Dato che in Europa è oggi impossibile abbassare ulteriormente il tasso di interesse perché più di com’è non è possibile, si ricorre, quale politica monetaria espansiva, ancora una volta a mezzi non convenzionali, cioè atti a modificare le dimensioni e la composizione del bilancio Bce. Da qui il probabile, prossimo piano quantitative easing.

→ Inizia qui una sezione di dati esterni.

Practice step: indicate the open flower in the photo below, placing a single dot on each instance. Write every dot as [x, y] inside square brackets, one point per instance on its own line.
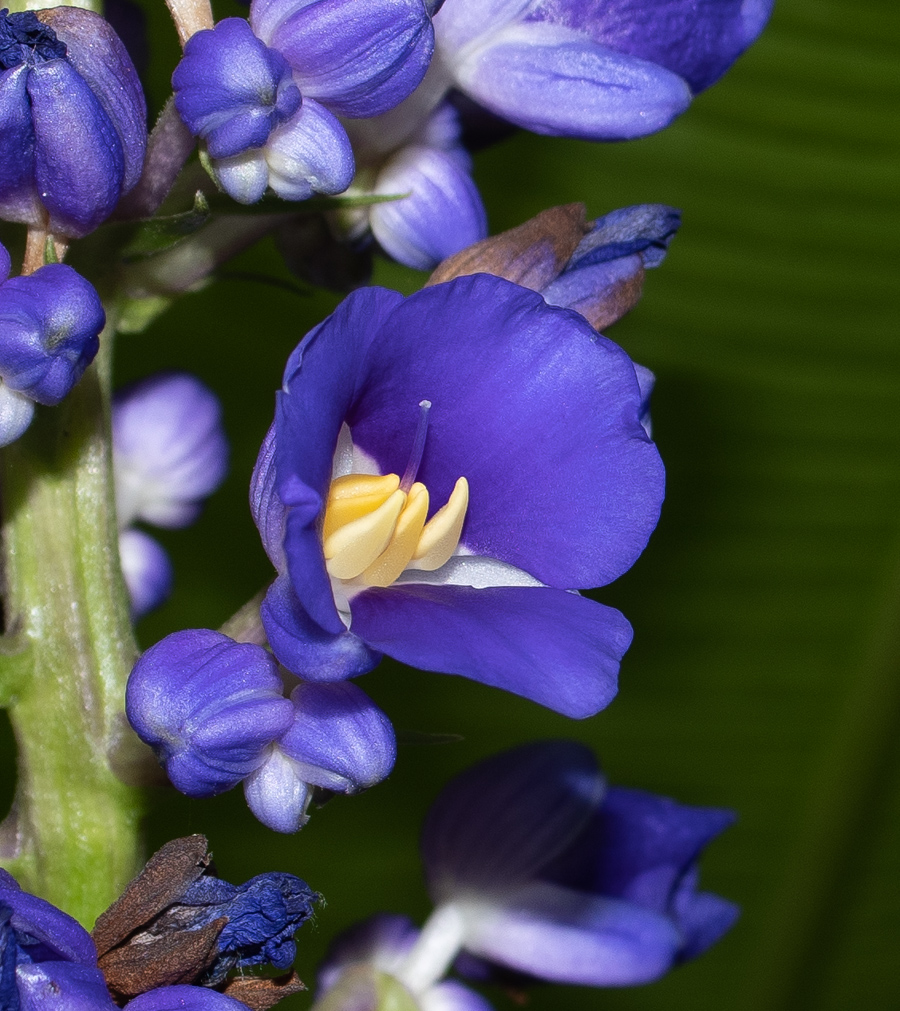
[443, 471]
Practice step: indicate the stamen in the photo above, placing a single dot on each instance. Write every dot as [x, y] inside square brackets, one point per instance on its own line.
[418, 448]
[388, 565]
[441, 534]
[354, 547]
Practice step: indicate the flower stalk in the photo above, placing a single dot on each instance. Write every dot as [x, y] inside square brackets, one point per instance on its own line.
[72, 834]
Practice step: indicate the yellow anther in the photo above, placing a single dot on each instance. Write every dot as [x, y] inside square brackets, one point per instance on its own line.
[388, 565]
[355, 495]
[441, 534]
[353, 547]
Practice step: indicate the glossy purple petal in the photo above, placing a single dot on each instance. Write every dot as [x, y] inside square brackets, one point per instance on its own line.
[50, 324]
[309, 154]
[184, 999]
[79, 161]
[648, 844]
[43, 932]
[496, 824]
[699, 39]
[320, 382]
[17, 198]
[340, 738]
[556, 81]
[359, 59]
[208, 707]
[304, 647]
[567, 936]
[99, 57]
[558, 649]
[702, 917]
[569, 407]
[62, 986]
[170, 451]
[233, 90]
[147, 570]
[441, 214]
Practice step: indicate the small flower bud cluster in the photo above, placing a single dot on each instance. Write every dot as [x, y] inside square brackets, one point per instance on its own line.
[215, 713]
[169, 453]
[50, 326]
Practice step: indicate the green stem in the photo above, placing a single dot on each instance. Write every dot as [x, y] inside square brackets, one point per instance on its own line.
[73, 829]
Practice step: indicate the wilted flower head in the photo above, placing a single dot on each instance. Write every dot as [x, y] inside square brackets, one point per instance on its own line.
[74, 119]
[50, 326]
[442, 471]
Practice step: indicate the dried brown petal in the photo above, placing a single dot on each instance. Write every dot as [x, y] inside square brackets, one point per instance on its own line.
[162, 882]
[260, 993]
[161, 961]
[531, 255]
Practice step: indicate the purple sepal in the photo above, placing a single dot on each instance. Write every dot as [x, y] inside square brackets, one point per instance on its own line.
[74, 121]
[339, 738]
[304, 647]
[62, 986]
[50, 325]
[559, 82]
[232, 90]
[496, 824]
[698, 40]
[182, 998]
[209, 707]
[169, 449]
[41, 932]
[263, 915]
[359, 60]
[147, 570]
[556, 648]
[440, 214]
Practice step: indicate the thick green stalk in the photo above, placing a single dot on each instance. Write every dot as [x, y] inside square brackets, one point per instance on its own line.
[72, 836]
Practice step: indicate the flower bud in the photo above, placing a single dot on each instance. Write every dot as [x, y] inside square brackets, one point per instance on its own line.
[74, 116]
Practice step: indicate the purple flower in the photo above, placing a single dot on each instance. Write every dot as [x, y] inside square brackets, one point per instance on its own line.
[47, 958]
[443, 471]
[214, 713]
[265, 96]
[571, 883]
[169, 453]
[441, 211]
[50, 326]
[74, 119]
[593, 69]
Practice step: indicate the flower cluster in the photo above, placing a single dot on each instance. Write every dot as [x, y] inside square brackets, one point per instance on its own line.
[540, 871]
[169, 453]
[50, 326]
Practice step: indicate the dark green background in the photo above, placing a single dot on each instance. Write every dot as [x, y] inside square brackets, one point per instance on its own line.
[763, 674]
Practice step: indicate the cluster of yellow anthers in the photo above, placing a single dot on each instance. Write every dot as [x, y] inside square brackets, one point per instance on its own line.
[374, 529]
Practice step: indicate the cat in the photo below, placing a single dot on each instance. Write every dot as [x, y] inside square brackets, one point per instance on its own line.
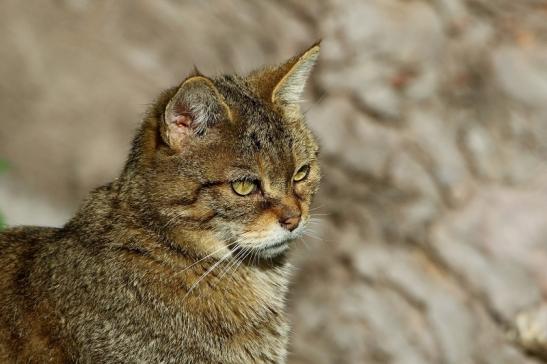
[183, 258]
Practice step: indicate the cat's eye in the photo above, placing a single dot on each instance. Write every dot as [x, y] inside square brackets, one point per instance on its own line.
[244, 188]
[301, 173]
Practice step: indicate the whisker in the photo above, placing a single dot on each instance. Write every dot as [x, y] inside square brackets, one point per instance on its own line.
[207, 256]
[205, 274]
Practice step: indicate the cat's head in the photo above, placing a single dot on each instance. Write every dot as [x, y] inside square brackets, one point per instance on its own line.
[229, 161]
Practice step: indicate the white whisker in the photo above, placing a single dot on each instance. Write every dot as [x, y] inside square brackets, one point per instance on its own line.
[205, 274]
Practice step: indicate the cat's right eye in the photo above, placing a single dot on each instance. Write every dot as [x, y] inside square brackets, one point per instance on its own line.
[244, 188]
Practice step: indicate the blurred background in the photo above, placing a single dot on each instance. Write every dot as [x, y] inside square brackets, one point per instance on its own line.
[432, 116]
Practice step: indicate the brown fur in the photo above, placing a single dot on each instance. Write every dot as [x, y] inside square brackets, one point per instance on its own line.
[124, 280]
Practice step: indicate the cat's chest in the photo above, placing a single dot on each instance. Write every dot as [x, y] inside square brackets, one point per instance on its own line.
[241, 320]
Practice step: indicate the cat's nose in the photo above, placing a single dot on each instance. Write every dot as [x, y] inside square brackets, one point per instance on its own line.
[290, 220]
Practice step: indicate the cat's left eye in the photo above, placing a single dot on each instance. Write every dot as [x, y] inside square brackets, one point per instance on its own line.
[244, 188]
[301, 173]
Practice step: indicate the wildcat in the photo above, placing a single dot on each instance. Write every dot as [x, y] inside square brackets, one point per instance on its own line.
[183, 258]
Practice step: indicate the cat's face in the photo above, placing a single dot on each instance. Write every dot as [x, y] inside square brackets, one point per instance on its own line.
[238, 164]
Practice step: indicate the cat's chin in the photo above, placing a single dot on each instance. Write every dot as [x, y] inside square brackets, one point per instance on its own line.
[274, 250]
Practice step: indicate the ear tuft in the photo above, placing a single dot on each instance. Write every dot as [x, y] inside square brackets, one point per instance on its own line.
[291, 86]
[196, 106]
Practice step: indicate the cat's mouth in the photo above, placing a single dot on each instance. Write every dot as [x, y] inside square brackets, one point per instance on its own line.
[273, 250]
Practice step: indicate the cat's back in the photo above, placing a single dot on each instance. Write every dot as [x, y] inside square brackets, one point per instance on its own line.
[19, 248]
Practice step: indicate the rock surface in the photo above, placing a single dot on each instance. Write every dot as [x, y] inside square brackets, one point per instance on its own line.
[433, 122]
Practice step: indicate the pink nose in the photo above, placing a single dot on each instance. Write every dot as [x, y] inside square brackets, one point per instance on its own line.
[290, 221]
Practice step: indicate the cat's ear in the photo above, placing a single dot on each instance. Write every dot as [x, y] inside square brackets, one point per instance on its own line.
[196, 106]
[284, 84]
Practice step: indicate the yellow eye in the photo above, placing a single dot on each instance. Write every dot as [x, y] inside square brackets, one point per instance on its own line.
[301, 173]
[243, 188]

Non è buona politica, in qualsivoglia ambito, correre dietro alle emergenze ponendo in essere una folta serie di eccezioni e strappando di volta in volta, in base unicamente a ciò che si crede nel dato momento, quanto previsto e stabilito. In genere le costruzioni comuni, essendo il risultato ultimo di ciò che l’insieme vuole e desidera essendosi espresso in tal senso, si fondano e reggono su quelle volontà. Non si può prescinderne. La costruzione europea è attualmente monca, manca cioè la parte più importante, quella politica, senza la quale si è destinati tutti ad assistere impotenti a lacerazioni, iperboli, crisi e difficoltà difficili da circoscrivere e limitare.

La stabilità e la prosperità dell’area euro, in qualsiasi sua parte, “passano” e dipendono strettamente dallo sviluppo democratico di ogni sua parte. La condivisione di maggiore sovranità, al fine di realizzare un’autentica Unione economica può avvenire unicamente con i necessari passaggi di legittimazione democratica. Ciò va ben oltre la creazione di piani risolutori o il rafforzamento delle procedure esistenti. Significa governare insieme, passare dal coordinamento a un processo decisionale comune, da regole a istituzioni.

Al fine di completare l’Unione monetaria è necessario cioè creare e rafforzare l’Unione politica, definendone contorni, ambiti, diritti e doveri in una nuova Europa, rinnovata completamente nel suo assetto istituzionale.